J’indique en outre qu’un scénario avec 100 % d’énergies renouvelables exigerait de multiplier par 21 la puissance installée en photovoltaïque et par 4 celle de l’éolien terrestre. Pour obtenir 100 gigawattheures d’électricité photovoltaïque supplémentaire, il faudra aller 10 fois plus vite. Ces rythmes sont très supérieurs à ce qu’ont fait nos partenaires européens les plus actifs depuis plus de dix ans. En sommes-nous capables ? Je vous pose la question…

Autre incertitude dans le domaine du nucléaire : l’affaiblissement de cette filière industrielle en France au cours des décennies passées ; je parle non pas de l’exploitation, mais de la construction. Les difficultés techniques rencontrées aujourd’hui soulèvent des interrogations quant à notre capacité à mener à bien les programmes de prolongation de la durée de vie des réacteurs existants ou de construction et de mise en service dans les temps impartis des nouveaux réacteurs annoncés.

L’analyse doit intégrer les coûts complets de réalisation, c’est-à-dire les coûts de production, d’acheminement et de flexibilité nécessaires au fonctionnement du réseau en toutes circonstances, l’impact environnemental des installations de production, notamment en ce qui concerne les sols. En outre, elle doit tenir compte de l’objectif – ni fait ni à faire ! – de zéro artificialisation nette des sols issu de la loi du 22 août 2021 portant lutte contre le dérèglement climatique et renforcement de la résilience face à ses effets, dite Climat et résilience, mais également les émissions de gaz à effet de serre, en cycle de vie, des systèmes électriques envisageables.

Dans la perspective, hautement souhaitable, du renforcement de notre souveraineté énergétique, les risques liés aux approvisionnements, ainsi que l’existence de filières industrielles nationales, doivent être également intégrés. La question de l’emploi local, pour la construction, mais aussi et surtout pour l’exploitation, doit être prise en compte et orienter le choix de notre mix.

S’il fallait faire le choix d’un scénario parmi ceux qu’a proposés RTE, les critères d’évaluation que je viens d’évoquer nous amèneraient à faire le choix d’un mix à 50-50 : 50 % de nucléaire et 50 % d’énergies renouvelables.

Nous considérons cependant que la situation énergétique dans laquelle se trouve notre pays, indépendamment, je tiens à le souligner, des conséquences de la guerre en Ukraine, justifie que le Gouvernement pousse tous les curseurs dans le sens d’un développement accéléré de l’ensemble des modes de production d’énergie décarbonée.
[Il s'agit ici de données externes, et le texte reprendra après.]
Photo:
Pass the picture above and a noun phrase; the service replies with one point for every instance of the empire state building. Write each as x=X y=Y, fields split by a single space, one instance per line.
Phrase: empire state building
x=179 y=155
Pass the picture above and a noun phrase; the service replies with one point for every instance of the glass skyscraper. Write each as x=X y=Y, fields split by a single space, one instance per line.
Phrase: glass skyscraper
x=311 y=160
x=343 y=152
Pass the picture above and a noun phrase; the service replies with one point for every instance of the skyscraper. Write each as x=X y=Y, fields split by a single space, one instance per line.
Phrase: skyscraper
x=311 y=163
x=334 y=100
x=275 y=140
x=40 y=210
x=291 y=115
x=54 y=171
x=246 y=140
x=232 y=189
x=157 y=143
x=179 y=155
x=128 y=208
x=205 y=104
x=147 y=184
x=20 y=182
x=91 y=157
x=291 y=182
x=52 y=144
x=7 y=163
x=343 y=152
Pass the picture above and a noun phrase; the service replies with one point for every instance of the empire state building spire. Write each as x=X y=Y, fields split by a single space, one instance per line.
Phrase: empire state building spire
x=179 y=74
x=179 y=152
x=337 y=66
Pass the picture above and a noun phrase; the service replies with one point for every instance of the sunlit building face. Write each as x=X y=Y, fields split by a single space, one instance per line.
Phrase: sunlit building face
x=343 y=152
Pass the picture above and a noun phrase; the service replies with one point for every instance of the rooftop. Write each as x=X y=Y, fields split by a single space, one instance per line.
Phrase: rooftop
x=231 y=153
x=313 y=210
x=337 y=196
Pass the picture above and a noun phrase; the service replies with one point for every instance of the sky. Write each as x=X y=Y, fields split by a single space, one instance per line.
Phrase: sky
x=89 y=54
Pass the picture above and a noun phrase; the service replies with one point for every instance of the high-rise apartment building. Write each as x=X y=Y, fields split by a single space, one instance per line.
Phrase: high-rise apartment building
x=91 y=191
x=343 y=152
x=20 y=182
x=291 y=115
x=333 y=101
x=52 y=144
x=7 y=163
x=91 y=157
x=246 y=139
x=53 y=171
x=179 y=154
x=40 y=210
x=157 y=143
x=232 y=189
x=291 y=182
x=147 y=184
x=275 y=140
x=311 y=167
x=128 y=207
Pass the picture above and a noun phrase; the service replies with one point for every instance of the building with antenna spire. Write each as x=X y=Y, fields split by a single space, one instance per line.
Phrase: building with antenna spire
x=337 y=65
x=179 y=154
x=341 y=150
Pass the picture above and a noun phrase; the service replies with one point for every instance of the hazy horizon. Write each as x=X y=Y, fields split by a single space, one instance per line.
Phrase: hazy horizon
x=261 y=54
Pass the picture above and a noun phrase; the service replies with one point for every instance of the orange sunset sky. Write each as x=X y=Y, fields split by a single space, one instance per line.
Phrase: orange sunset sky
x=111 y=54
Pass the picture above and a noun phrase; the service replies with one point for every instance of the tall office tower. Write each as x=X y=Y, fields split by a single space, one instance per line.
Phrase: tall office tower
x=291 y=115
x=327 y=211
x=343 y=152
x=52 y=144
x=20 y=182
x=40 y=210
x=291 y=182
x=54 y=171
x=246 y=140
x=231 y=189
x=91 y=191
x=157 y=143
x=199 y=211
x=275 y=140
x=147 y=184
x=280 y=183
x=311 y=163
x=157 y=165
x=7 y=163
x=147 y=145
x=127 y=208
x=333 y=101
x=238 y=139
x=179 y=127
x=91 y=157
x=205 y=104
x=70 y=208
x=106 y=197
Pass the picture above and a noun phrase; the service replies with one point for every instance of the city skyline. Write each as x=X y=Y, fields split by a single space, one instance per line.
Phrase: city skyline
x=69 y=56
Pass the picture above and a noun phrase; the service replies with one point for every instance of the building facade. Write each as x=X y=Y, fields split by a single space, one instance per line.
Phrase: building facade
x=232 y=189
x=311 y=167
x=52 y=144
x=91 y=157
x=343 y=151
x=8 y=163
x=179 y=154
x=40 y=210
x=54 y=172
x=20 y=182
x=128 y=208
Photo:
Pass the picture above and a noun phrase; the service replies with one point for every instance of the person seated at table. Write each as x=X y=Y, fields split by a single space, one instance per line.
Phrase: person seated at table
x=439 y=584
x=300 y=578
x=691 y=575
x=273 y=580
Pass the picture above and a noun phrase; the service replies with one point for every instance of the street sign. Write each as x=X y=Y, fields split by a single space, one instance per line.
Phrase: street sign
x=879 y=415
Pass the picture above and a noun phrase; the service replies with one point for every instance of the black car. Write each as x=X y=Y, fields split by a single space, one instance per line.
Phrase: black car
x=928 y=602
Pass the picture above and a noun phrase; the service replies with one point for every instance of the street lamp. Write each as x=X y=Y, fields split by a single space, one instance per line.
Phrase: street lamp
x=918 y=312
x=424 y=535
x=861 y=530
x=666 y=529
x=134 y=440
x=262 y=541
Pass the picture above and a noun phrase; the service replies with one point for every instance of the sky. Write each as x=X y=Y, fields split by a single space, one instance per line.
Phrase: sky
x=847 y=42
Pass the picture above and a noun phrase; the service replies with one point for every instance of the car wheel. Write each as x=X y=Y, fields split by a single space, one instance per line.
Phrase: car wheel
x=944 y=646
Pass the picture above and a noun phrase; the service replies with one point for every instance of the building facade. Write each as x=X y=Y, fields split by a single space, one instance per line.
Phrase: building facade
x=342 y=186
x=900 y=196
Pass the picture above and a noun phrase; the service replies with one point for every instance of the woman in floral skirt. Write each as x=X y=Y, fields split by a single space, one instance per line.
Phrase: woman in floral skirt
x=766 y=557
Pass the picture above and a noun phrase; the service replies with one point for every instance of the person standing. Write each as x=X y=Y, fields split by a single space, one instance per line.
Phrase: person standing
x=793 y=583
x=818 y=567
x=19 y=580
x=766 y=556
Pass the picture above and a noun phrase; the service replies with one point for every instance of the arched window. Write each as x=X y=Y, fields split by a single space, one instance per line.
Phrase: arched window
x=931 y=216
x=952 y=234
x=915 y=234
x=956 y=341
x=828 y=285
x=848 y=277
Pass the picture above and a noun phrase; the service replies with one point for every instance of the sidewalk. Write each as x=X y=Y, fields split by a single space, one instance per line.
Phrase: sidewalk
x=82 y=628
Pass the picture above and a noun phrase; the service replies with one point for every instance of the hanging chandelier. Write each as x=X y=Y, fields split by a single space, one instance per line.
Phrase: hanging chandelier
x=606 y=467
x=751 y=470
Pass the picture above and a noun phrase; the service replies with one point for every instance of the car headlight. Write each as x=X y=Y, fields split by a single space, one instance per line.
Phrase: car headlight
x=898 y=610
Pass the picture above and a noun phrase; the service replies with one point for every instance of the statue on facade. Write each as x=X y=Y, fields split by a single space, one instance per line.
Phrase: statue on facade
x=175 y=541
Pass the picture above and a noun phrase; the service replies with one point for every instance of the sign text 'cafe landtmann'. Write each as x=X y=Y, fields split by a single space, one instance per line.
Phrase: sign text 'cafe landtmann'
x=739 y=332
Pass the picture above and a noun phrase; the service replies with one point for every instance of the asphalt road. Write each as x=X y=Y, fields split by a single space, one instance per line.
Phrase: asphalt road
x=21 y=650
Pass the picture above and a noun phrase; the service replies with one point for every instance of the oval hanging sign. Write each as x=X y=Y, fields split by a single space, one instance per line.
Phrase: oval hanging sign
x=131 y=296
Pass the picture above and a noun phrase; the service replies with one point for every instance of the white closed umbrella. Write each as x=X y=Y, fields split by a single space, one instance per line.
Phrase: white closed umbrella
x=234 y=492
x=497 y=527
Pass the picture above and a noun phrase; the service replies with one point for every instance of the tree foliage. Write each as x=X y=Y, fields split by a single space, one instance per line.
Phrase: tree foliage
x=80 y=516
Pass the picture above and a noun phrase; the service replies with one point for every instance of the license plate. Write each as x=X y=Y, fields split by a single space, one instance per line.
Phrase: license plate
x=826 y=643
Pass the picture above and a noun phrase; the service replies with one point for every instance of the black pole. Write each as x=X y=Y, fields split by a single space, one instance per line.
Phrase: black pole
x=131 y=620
Pour réussir la transition énergétique, en situation d’incertitude, voire de risque, comme je viens de le dire, il faut que nous nous donnions des marges en matière de puissance installée. Nous devons industrialiser les procédures de réalisation des projets, de la concertation publique à la mise en service.

Comment allez-vous, pour cela, mettre en ligne les acteurs, de l’État aux collectivités locales, en passant par les comités régionaux de l’énergie et les schémas régionaux de raccordement au réseau des énergies renouvelables (S3REnR), qui doivent être adaptés aux besoins ? Sur quels principes concrets votre planification repose-t-elle ?

À ce stade, le projet de loi d’accélération des énergies renouvelables, nécessaire, ne nous paraît pas à la hauteur des enjeux et des difficultés rencontrées dans les territoires. Dans ce cadre, et pour que l’agriculture contribue à la production énergétique renouvelable française sans réduire sa fonction nourricière première, une définition de l’agrivoltaïsme devra être inscrite dans la loi, comme le Sénat s’apprête d’ailleurs à le faire. Nous souhaitons connaître la position du Gouvernement sur ce point.

Nous devons également aborder avec vous la question de l’avenir du groupe EDF, du projet que le Président de la République et le Gouvernement entendent donner à cette entreprise, dans un contexte énergétique pour le moins instable et qui ne date pas de la crise ukrainienne…

Dans les faits, et le départ du président-directeur général, Jean-Bernard Lévy, en atteste, le Président de la République et ses gouvernements, après avoir passé cinq ans à ne prendre aucune décision à la hauteur des enjeux, sont restés muets sur le rôle qu’ils entendent faire jouer à EDF, dont la situation actuelle est pourtant extrêmement difficile. Jamais, depuis sa création en 1946, cette grande entreprise nationale n’avait été autant affaiblie, faute d’un pilotage politique pertinent. C’est à se demander si tout cela n’était pas voulu !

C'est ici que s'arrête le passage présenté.